I was diagnosed with AS as a teenager and recall spending months at a time on
crutches with swollen ankles and knees (having a fluid drained and replaced
with cortisone injections), at times it affected my finger joints, and in my
twenties and early thirties my lower back. Throughout most of these years,
particularly early on, Naprosyn was my goto solution.

Up until about 2 years ago, I couldn't imagine getting a solid night sleep
without some kind of lower back pain waking me, and putting my socks/shoes on
of a morning generally involved sitting or laying on a bed and straining to
pull my feet up to reach them.

I'm not big on swimming, but in the past couple of years have taken up regular
Yoga and this has had huge benefits for my lower back (and state of mind).

Even more fundamental to this, I believe is my change of diet. Over the past
couple of years I've (gradually) reduced my sugar, dairy and meat intake and
adopted a more planted based diet. I didn't dive in at the deep end, but I'm
now at the put where the only dairy I now indulge in is the occasional cheese,
I eat virtually no red or processed meats, might eat chicken/fish once a week
at most, and sooth my sweet tongue naturally with fruits, honey, etc.

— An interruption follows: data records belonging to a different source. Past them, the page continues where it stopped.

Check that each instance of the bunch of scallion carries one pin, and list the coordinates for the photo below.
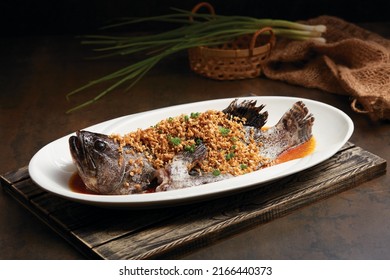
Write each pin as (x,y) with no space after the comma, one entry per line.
(206,30)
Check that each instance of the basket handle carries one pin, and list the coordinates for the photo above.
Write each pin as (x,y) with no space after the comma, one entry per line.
(271,41)
(201,5)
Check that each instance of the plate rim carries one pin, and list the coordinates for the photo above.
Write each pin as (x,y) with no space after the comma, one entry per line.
(190,194)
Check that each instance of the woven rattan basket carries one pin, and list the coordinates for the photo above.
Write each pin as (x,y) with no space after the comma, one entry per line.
(239,59)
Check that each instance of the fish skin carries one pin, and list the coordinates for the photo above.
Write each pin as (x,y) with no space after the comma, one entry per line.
(176,174)
(105,167)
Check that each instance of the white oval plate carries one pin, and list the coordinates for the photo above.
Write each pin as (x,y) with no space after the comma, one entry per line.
(51,167)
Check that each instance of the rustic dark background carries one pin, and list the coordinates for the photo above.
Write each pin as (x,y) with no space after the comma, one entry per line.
(55,17)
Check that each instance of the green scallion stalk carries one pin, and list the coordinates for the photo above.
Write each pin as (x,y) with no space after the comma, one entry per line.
(204,30)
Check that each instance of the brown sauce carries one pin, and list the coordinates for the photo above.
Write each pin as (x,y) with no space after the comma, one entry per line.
(77,185)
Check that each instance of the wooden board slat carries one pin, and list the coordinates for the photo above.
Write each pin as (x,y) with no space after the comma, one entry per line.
(173,231)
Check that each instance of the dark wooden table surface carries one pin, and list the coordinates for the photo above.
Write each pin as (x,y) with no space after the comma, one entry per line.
(37,72)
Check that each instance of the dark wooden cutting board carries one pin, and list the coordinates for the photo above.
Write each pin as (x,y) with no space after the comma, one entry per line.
(102,233)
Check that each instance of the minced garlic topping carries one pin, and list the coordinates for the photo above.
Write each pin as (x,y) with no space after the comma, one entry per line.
(228,148)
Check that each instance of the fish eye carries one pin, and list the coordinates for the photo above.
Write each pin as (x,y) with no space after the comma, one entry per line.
(99,145)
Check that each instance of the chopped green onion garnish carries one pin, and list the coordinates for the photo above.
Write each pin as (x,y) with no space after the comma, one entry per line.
(195,115)
(174,140)
(224,131)
(229,156)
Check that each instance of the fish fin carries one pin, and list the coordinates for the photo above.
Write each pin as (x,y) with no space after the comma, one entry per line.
(247,109)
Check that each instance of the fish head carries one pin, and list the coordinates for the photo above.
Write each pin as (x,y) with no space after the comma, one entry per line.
(97,158)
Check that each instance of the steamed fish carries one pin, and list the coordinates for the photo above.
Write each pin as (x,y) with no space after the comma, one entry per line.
(188,150)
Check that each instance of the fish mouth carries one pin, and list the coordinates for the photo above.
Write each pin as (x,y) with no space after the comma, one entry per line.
(79,153)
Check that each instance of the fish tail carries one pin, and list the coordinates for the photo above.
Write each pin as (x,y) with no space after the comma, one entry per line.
(298,122)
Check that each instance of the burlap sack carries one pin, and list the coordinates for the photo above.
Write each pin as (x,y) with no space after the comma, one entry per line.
(353,61)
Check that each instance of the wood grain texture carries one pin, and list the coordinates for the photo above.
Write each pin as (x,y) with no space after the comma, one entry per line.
(174,231)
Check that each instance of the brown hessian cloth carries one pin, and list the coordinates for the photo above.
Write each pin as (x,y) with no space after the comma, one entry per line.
(353,61)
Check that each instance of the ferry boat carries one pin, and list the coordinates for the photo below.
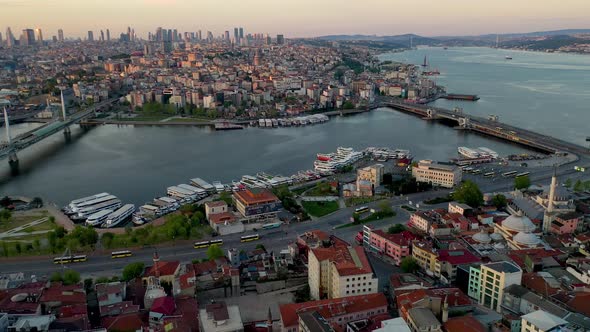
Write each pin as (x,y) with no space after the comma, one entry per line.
(73,209)
(78,201)
(139,219)
(118,216)
(175,191)
(488,152)
(218,186)
(198,182)
(98,218)
(467,152)
(89,210)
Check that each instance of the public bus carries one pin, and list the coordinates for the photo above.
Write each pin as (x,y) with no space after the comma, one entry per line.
(361,209)
(206,244)
(69,259)
(248,238)
(271,225)
(121,254)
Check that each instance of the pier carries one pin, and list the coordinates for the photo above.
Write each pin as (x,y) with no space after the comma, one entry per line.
(486,126)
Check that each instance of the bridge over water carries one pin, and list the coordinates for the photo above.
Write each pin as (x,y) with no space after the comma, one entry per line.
(487,126)
(22,141)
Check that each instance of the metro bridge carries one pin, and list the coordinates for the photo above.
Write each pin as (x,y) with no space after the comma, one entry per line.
(487,126)
(22,141)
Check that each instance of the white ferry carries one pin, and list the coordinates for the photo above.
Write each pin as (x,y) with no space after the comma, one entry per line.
(78,201)
(118,216)
(77,207)
(467,152)
(489,152)
(198,182)
(98,218)
(89,210)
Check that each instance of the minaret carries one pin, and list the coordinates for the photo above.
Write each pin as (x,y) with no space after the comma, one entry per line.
(156,260)
(63,105)
(7,125)
(269,321)
(445,314)
(548,216)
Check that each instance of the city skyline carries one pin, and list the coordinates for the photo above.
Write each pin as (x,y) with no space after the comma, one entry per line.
(295,19)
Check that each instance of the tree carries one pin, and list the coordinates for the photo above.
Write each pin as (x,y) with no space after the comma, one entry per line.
(522,182)
(385,208)
(469,194)
(55,277)
(499,201)
(133,270)
(71,277)
(214,252)
(395,229)
(409,264)
(107,239)
(36,202)
(578,186)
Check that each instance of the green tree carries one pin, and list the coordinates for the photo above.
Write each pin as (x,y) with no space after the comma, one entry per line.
(578,186)
(71,277)
(409,264)
(385,208)
(88,283)
(522,182)
(107,239)
(214,252)
(55,277)
(397,228)
(133,270)
(499,201)
(469,194)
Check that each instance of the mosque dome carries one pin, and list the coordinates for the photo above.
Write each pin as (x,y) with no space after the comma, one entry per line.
(482,237)
(518,223)
(527,239)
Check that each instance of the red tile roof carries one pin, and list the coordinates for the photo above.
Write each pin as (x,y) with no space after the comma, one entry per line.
(252,196)
(398,239)
(127,322)
(457,257)
(163,268)
(332,307)
(221,218)
(164,305)
(463,324)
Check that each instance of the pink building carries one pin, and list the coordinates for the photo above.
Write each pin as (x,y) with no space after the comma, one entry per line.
(395,246)
(566,223)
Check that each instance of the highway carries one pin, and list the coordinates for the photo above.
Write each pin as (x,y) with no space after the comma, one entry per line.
(100,263)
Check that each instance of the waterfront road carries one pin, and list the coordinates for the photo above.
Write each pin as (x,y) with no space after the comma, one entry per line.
(101,263)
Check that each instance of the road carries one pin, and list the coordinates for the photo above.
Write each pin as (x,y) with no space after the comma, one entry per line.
(101,264)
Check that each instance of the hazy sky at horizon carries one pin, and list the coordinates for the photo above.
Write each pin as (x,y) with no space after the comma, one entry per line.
(295,18)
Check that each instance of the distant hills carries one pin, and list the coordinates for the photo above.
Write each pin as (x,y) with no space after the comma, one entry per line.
(554,38)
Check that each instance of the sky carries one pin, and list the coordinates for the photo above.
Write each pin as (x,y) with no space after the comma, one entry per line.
(295,18)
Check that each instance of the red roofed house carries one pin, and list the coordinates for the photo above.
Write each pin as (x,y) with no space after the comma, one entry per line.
(337,312)
(221,220)
(111,299)
(164,271)
(256,203)
(339,270)
(447,261)
(394,246)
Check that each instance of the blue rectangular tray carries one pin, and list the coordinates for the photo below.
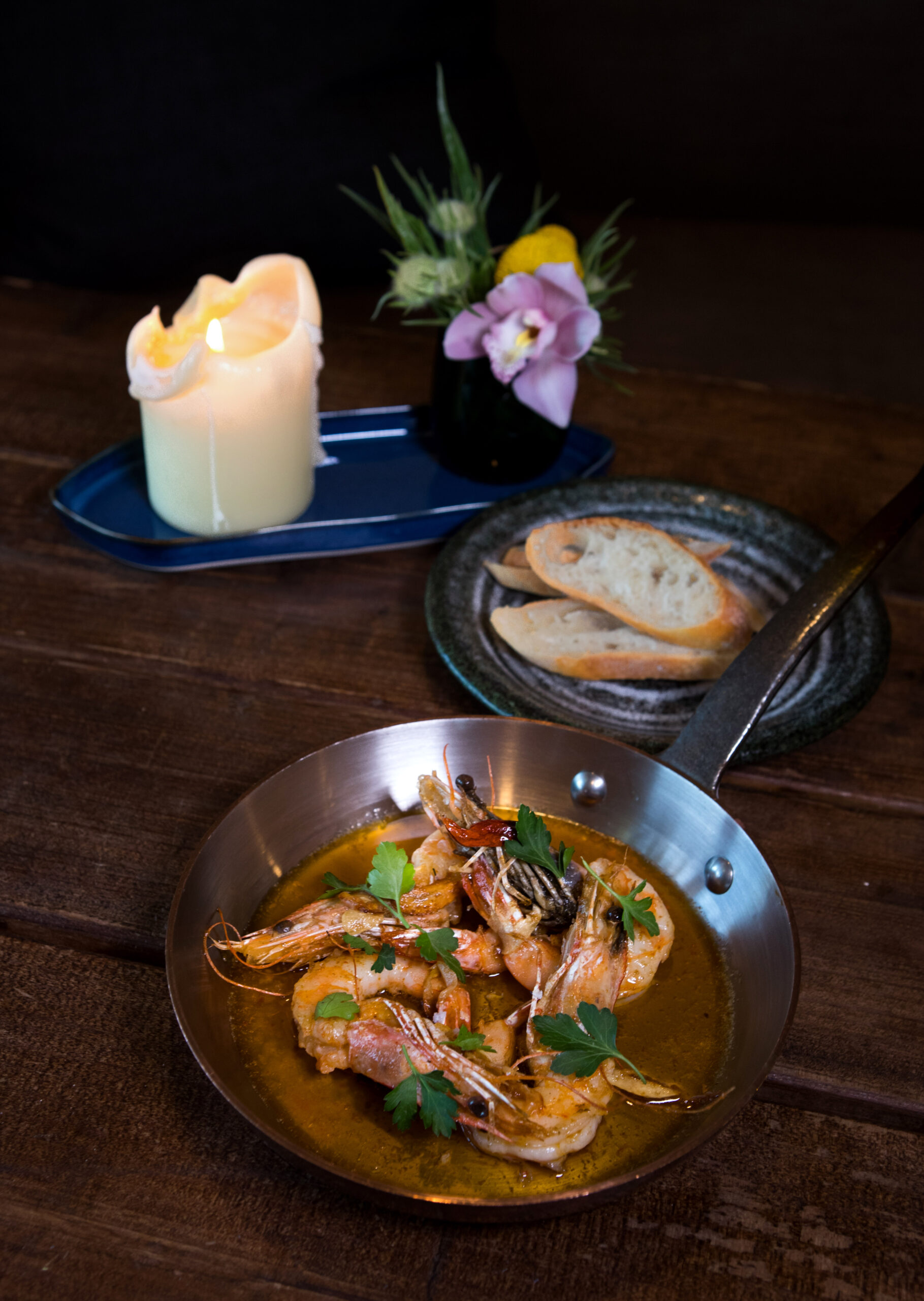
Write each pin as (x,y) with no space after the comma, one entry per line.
(378,487)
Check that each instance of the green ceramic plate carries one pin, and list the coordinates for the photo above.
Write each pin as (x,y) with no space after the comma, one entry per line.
(771,556)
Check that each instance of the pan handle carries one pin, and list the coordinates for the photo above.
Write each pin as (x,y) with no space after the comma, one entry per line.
(740,696)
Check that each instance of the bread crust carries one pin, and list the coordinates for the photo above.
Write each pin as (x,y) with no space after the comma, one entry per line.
(531,630)
(727,628)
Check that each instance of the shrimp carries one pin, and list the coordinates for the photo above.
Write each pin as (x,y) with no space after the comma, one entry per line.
(531,958)
(466,823)
(311,932)
(331,1039)
(436,859)
(560,1116)
(599,963)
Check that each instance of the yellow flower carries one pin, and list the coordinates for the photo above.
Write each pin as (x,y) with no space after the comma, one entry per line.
(548,244)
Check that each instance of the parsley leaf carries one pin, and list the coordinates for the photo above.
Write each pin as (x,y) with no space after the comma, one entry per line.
(438,1110)
(337,886)
(338,1005)
(532,845)
(532,841)
(392,876)
(403,1102)
(581,1048)
(468,1041)
(438,946)
(634,910)
(358,942)
(385,961)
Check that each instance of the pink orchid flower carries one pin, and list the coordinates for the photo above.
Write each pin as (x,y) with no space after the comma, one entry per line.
(533,329)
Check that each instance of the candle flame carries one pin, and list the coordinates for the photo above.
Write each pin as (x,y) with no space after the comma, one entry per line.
(213,336)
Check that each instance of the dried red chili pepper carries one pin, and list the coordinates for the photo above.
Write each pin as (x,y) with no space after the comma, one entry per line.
(483,835)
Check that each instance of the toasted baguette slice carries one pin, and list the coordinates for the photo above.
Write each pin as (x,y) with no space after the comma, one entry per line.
(515,570)
(643,577)
(705,548)
(581,642)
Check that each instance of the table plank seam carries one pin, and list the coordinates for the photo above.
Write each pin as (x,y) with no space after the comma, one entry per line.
(221,1264)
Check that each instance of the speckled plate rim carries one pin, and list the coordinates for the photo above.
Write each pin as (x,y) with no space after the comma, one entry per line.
(864,624)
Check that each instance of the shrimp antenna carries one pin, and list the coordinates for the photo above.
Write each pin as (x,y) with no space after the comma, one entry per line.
(254,989)
(229,944)
(449,780)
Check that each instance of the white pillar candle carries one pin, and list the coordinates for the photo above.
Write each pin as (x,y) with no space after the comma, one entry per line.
(229,400)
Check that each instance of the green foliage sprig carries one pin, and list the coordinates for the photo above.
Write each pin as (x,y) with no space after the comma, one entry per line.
(448,261)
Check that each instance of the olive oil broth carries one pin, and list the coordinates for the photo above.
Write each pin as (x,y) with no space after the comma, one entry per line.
(676,1032)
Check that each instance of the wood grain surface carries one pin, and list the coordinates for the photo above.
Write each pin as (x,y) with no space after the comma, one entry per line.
(138,707)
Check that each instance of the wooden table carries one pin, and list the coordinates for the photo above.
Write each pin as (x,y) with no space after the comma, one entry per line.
(138,707)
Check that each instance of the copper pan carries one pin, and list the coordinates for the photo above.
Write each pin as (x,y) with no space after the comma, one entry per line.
(664,807)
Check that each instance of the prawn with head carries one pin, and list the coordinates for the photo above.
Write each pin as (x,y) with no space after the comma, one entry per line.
(519,901)
(313,932)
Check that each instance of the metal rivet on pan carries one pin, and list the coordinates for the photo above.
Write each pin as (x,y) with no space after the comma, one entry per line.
(719,875)
(588,788)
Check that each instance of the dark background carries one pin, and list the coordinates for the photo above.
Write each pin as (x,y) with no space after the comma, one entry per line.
(772,151)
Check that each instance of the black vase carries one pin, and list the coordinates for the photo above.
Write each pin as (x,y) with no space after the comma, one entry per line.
(481,431)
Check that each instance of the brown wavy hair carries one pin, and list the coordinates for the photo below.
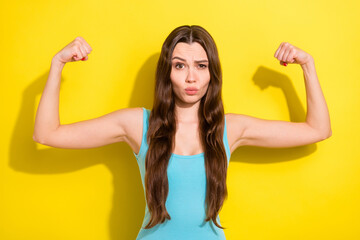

My lower back hasn't bothered me for about 18 months, I can now put my socks
on while standing and I rarely, if ever, suffer joint pain elsewhere. I feel
more energetic, have taken up running (ran my first 5k recently) which is
something I always thought would be something beyond my reach.

I don't like to preach or say any one particular thing (if anything) is going
to change your particular situation. I can only say the improvement in my
quality of life over the past couple of years has been significant since
changing my diet and introducing some regular movement.

------
markkat
The trial you linked (as well as the two other registered trials using
mesenchymal stem cells for Ankylosing Spondylitis that I found) are using
allogeneic (donor) MSCs. I've been in MSC research/development for 17 years
and now cryopreserve them as a service (Forever Labs YCS17). From my
experience and knowledge of clinical efforts, allogeneic is limited by immuno-
rejection of the MSCs after a few days. That's not to say that they can't
provide benefit, but just that their window of action is limited as your body
recognizes the donor cells as foreign, and weeds them out (perhaps in AS this
is enough). The allogeneic issue is actually why I started banking them. I
wanted my own young MSCs available to me later in life.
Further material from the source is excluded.